Both IT and mining need to be on the same page, work together, connect and communicate in order for the successful and seamless integration of digital and technological mining advancements.
Tips for Successfully Linking Corporate IT and the Mining Sector
Matt Oostveen, the Chief Technology Officer of VCE (Virtual Computing Environment) has some suggestions for initiating the connection process:
1. Establish ‘tiger teams’ whose sole purpose is the unified implementation of the new technology across the business’ divisions.
By 2016 Australia may see 50% of all its heavy-weight mining companies establish such teams, also called cross-functional IT operations/LOB (Line of Business) teams, to deal exclusively with ‘third platform technology’. IDC uses ‘third platform technology’ as a blanket term to encompass IT built on cloud services, mobile devices, big-data and social technologies. It has everything to do with linking supply with demand in the shared economy.
2. In Mr Oostveen’s experience, the most successful teams are set apart by a few key traits:
- They broaden their horizons and look to other market sectors for inspiration, cross-pollinating ideas through taking on board best practices from other industries.
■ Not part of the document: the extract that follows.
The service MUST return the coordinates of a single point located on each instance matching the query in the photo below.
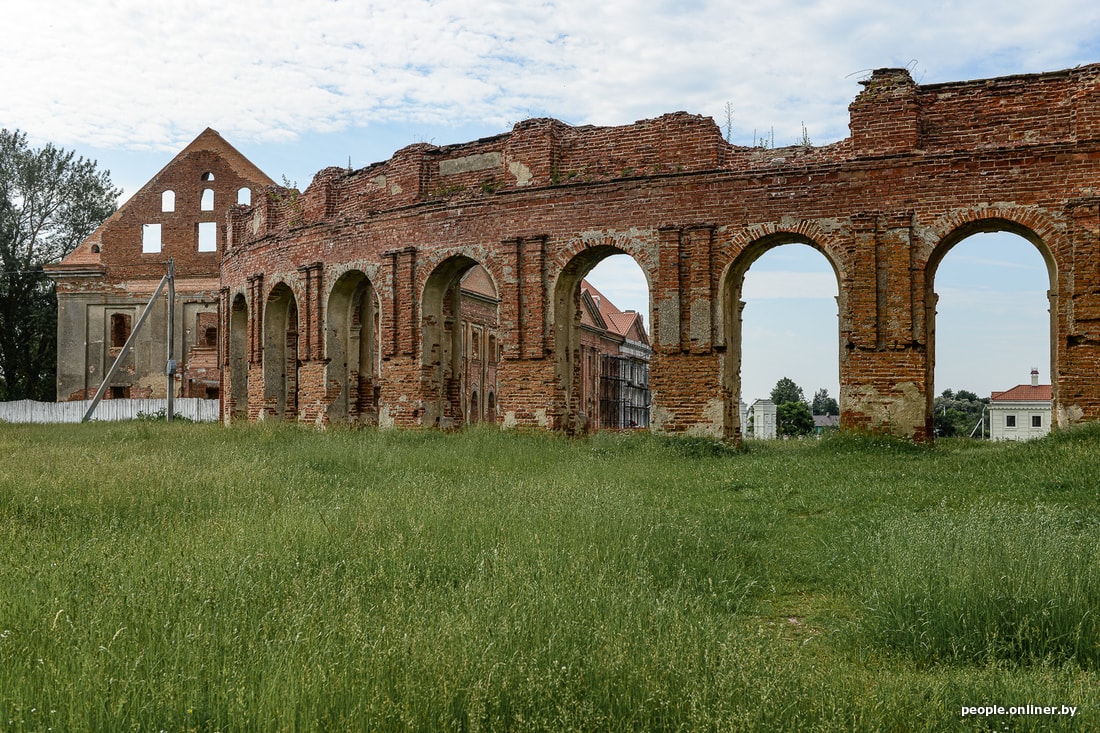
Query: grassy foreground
(197, 578)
Mr Oostveen suggests checking out related sectors such as Oil & Gas and even the Australian banking sector.
- They also tended to avoid choosing large, long-term projects, instead going the safer, more cautious route of opting to prove value by quickly obtaining return on investment on smaller scale projects.
- Another characteristic the successful teams possessed in spades was excellent communication, they were highly astute at getting the mix between realistic expectations and technological vision just right.